Developers are usually corporations which have as their primary responsibility making money for their stockholders: local stakeholders, who need clean water, have not been primary factors in their decision-making process. Khalid Younis has carried out research with 21 managers of companies operating in Liberia to find out what they believed to be their responsibilities and to see what factors influenced their decisions as leaders.

Over the long run, participation of local communities and cooperation between affected peoples constitute and create sustainable development. Matthew Harms has written about a group composed equally of Maori, the local Polynesian indigenous people, and local Pakeha, the Maori term for European settlers, and has planned and carried out a restoration and conservation project on a mountain still owned, in traditional conceptions, by local Maori. Problems along the way have so far not defeated this effort.

Renata Freccero provides a bright spot for a discussion of sustainable development: she has studied in Italy in the mountains where local people have been aware of the need to conserve and protect their environment, and have successfully carried out their work while maintaining clean air, clean water, and their own health.

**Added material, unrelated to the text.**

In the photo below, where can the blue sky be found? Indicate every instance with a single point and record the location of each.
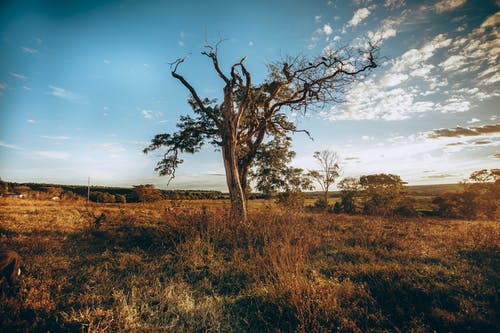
(84, 85)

Elena Fursova also writes about the importance of traditional knowledge to local people throughout their changing histories. She focuses on those who for one reason or another migrate to new places. Her work has been with the peasants of Siberia, who rename the new places they come to while reapplying their knowledge of agriculture and maintaining their respect for nature.

Participation of local people in development projects varies from one place and project to another described in these studies. In some of these studies, people depend successfully on their own indigenous knowledge for their own survival. Many studies, however, show the destruction of a local people and of their resource base by wealthy and powerful outsiders. In some cases, local people have successfully adapted to change, but only when they are able to at least survive. In the long run, and sometimes in the short run, local participation is essential not only to serve social justice, but also to the success of projects. Managers can perhaps be educated in these matters, by training or by becoming the targets of lawsuits which enforce laws that protect the rights of local indigenous populations. The protection of people and of the environment are not mutually exclusive goals: these studies give evidence that when people are protected, nature is also protected. Indigenous people seem to know this as part of their traditional knowledge.